Multi-panel CT imaging demonstrating various reformatted views, essential for comprehensive 3D spatial understanding of spinal pathology prior to surgical intervention.

Classification of Neural Deformation

To standardize the reporting of spinal stenosis and disc herniations on advanced imaging, Beattie et al. developed a highly reproducible classification system for both spinal nerve and thecal sac deformation. This grading scale is essential for academic communication and surgical decision-making.

Table 39-2: Classification for Spinal Nerve and Thecal Sac Deformation

Spinal Nerve Deformation (in Lateral Recess or Intervertebral Foramen)
* Grade 0 (Absent): No visible disc material contacting or deforming the nerve root.
* Grade I (Minimal): Contact with disc material deforming the nerve, but displacement is < 2 mm.
* Grade II (Moderate): Contact with disc material displacing the nerve ≥ 2 mm; the nerve is still clearly visible and not obscured by disc material.
* Grade III (Severe): Contact with disc material completely obscuring the nerve root.

Thecal Sac Deformation (in Vertebral Canal)
* Grade 0 (Absent): No visible disc material contacting or deforming the thecal sac.
* Grade I (Minimal): Disc material is in direct contact with the thecal sac without significant compression.
* Grade II (Moderate): Disc material deforming the thecal sac; however, the anteroposterior (AP) distance of the thecal sac remains ≥ 7 mm.
* Grade III (Severe): Disc material severely deforming the thecal sac; the anteroposterior (AP) distance of the thecal sac is reduced to < 7 mm.

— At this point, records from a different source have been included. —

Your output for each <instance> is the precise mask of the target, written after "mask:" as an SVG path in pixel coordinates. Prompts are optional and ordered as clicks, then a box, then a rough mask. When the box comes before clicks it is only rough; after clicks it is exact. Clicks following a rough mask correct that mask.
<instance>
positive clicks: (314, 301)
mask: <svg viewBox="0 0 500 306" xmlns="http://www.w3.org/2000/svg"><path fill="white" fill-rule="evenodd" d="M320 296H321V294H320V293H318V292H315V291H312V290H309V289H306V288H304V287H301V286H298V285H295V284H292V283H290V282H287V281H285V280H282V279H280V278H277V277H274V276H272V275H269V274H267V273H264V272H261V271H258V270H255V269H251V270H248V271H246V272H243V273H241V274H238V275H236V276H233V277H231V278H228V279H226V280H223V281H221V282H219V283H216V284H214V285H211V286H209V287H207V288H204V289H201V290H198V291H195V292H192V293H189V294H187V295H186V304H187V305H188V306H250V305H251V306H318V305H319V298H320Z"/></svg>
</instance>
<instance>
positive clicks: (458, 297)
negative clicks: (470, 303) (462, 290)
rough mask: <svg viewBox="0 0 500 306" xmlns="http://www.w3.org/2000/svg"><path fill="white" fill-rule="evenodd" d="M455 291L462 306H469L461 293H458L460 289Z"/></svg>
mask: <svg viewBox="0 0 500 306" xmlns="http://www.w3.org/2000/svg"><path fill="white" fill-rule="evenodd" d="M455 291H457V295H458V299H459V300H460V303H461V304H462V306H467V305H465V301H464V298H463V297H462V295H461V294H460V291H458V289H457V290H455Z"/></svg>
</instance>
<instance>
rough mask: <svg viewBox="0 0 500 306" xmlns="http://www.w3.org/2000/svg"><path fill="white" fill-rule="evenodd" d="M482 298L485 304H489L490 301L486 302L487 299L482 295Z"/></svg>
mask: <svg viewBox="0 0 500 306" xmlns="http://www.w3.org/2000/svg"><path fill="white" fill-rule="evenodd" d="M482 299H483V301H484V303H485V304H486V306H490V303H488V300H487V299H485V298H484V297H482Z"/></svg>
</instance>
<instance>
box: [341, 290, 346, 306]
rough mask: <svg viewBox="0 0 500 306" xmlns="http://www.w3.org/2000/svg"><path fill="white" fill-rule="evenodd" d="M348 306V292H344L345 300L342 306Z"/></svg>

(Adapted from Beattie PF, Meyers SP, Stratford P, et al: Associations between patient report of symptoms and anatomical impairment visible on lumbar magnetic resonance imaging, Spine 25:819, 2000.)

Conclusion

Mastery of spinal diagnostic studies requires more than the ability to read a radiology report; it demands a profound understanding of the biomechanical, pharmacological, and technical principles underlying each modality. By judiciously applying plain radiography, executing flawless myelography when indicated, and leveraging the advanced reformative capabilities of modern CT, the orthopaedic surgeon can navigate the most complex spinal pathologies with precision and confidence.